Bangladesh Army major general (born 1965)

SM Shamim Uz Zaman SBP, BSP, ndc, psc is a retired Bangladesh Army major general. He served as the Bangladeshi ambassador to Libya. Prior to joining here, he served as military secretary to the president of Bangladesh.

== Early life ==
Zaman was born on 2 January 1965, in Khulna, Bangladesh.

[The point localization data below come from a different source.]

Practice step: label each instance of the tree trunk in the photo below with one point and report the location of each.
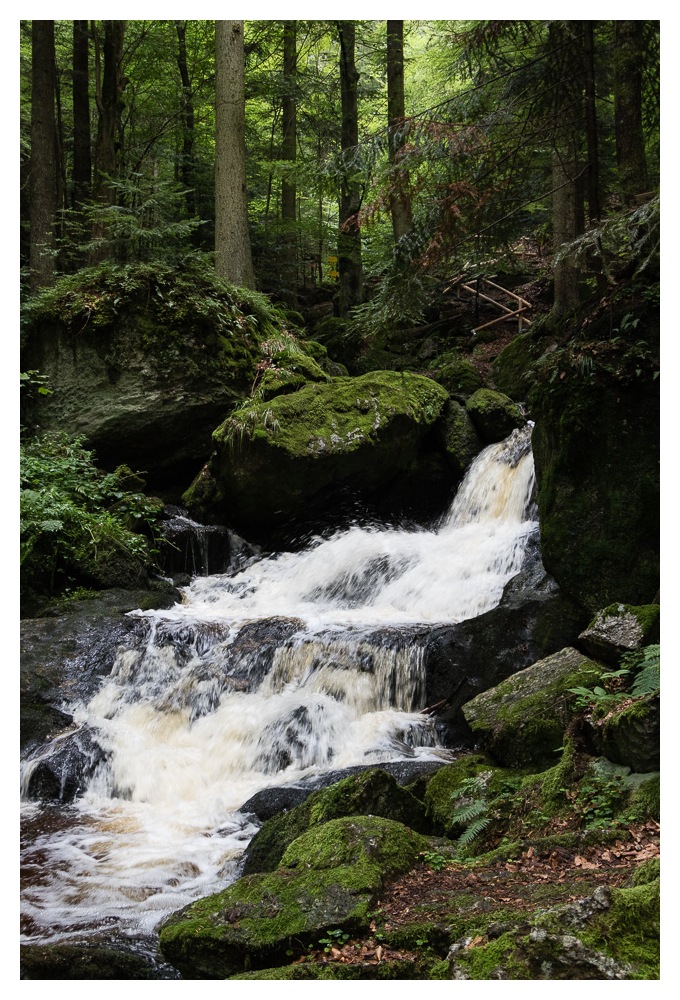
(565, 229)
(349, 236)
(593, 172)
(109, 96)
(400, 203)
(288, 153)
(630, 140)
(82, 150)
(233, 260)
(186, 166)
(43, 184)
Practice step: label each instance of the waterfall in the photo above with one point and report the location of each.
(266, 675)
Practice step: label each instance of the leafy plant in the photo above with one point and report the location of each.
(72, 512)
(473, 812)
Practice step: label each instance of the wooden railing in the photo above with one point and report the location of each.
(520, 304)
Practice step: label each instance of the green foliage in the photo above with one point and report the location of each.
(435, 860)
(72, 513)
(474, 809)
(334, 939)
(642, 665)
(646, 663)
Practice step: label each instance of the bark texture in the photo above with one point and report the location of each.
(233, 260)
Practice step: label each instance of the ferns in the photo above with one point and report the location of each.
(473, 811)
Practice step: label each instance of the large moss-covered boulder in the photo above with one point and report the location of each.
(144, 361)
(272, 458)
(328, 879)
(610, 935)
(456, 373)
(596, 452)
(375, 793)
(460, 440)
(494, 415)
(522, 720)
(630, 734)
(620, 629)
(511, 370)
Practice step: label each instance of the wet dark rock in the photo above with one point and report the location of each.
(371, 793)
(63, 658)
(61, 770)
(89, 961)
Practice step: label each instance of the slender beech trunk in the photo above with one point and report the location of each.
(233, 260)
(188, 121)
(43, 184)
(630, 141)
(288, 153)
(400, 202)
(593, 171)
(109, 96)
(349, 237)
(82, 148)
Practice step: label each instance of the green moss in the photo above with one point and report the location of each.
(438, 797)
(522, 720)
(336, 971)
(328, 878)
(456, 373)
(374, 791)
(494, 414)
(630, 929)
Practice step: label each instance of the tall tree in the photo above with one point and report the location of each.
(349, 239)
(630, 141)
(289, 151)
(188, 120)
(109, 96)
(43, 182)
(82, 142)
(233, 260)
(400, 203)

After completing his HSC, he joined the army in 1983. He was commissioned from Bangladesh Military Academy with 11 BMA Long Course in the Corps of Infantry on 21 December 1984. He completed his bachelor's degree at Chittagong University, a master's in defence studies from National University, Bangladesh, and a master's in military science from Madras University, India. He attended Advanced Security Cooperation Course in Hawaii, US, Green Arrow Missile Course in Pakistan, and Army Staff Course in Wellington, India.

== Career ==
Zaman was also a platoon commander in the Bangladesh Military Academy. He was director general of the Directorate General of Defence Purchase. He served as general officer commanding (GOC) and Sylhet area commander until he joined as military secretary to President Md Abdul Hamid in 2019. He has commanded the Bangladesh Military Command in Kuwait for more than four years.